Alright, I got the add-on book at B&N today. My first reaction is that there are three ways to take the book in light of the conflicting commentary from competing sources:
-The RDA is full of baloney and the activists are correct in their assessments.
-The activists are full of baloney and the RDA is correct in its assessments.
-Both are unreliable and pursuing agendas.
My inclination is towards RDA accuracy on a number of points, primarily because of the internal memo nature of the document. If the book were presented as being a public consumption document or something out of the PR department, I would be more dubious of their statements. By contrast, the feeling that I get from the authors is one of "hopeless idealists" with a dubious-at-best agenda involving the uncontrolled introduction of alien lifeforms into Earth's ecosystem.
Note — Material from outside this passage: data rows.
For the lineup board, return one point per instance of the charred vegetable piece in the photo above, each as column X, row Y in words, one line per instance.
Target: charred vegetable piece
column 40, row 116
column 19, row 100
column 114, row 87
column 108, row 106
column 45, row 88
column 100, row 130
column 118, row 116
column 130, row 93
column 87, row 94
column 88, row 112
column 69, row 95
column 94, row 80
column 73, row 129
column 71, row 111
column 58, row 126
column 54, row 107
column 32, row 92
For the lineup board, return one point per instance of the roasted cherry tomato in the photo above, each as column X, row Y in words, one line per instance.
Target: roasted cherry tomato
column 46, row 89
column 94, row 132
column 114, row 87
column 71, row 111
I accept that other readings of the documents are possible, but that is the feeling that I get upon reading the comments in them.
I would also like to note that one major comment in the book caught my attention, namely the idea of the development of a replacement for Unobtanium. I'm not going to outright call that suggestion "impossible", but I am reminded of the main alternative to drilling oil ultimately (for the interim) being either converting coal over or drilling natural gas. Other options came online, but one was the byproduct of nuclear weapons development and others have taken decades to go anywhere. Such an alternative might in theory be developed, but the practicality is not commented on beyond the general idea in the material we have; simply put, there is a decent chance that we have a wonderful case of pissing in the wind going on here.
Moving along to our usual exchange of comments:
So, in other words, if all the oil ran out tomorrow, except say, under New York City, it would be perfectly acceptable to kill every single person living there and raze the city to the ground to get to it, right?
It would be acceptable to take the city over under eminent domain with compensation for the residents for their property (granted, most of this compensation would be going to rental investors who own the skyscrapers, not those who rent the properties, but that's beside the point). Depending on the urgency of the situation, dictating a price and making it stick would be acceptable (i.e. permitting the property seizure and letting the litigation roll out after the fact).
An armed attack would only become acceptable in the case of armed resistance, and even then only after attempting to clear out non-combatants from the city; invariably, I suspect you would get holdouts (gangs, etc.), and if they offered armed resistance then I would be willing to accept the use of force to get them out.
Moving on to your earlier Australia analogy, under the circumstances you suggested and assuming that Australia refused to sell resources to the Chinese (and that all other buyers were unwilling to sell even in the face of both policy and monetary concessions that China was willing to offer), I would both argue that the Chinese had a right to use armed force to get them and that the Australians had a right to defend themselves against said attack.
I'm reminded of the question of the "trolley problem", as expounded upon in a New York Times article in 2006:
Suppose you are standing by a railroad track. Ahead, in a deep cutting from which no escape is possible, five people are walking on the track. You hear a train approaching. Beside you is a lever with which you can switch the train to a sidetrack. One person is walking on the sidetrack. Is it O.K. to pull the lever and save the five people, though one will die?
Assume now you are on a bridge overlooking the track. Ahead, five people on the track are at risk. You can save them by throwing down a heavy object into the path of the approaching train. One is available beside you, in the form of a fat man. Is it O.K. to push him to save the five?
(Source: http://www.nytimes.com/2006/10/31/healt ... ref=slogin
I will say that I suspect we have different answers to this question, but this is the context in which I consider the movie.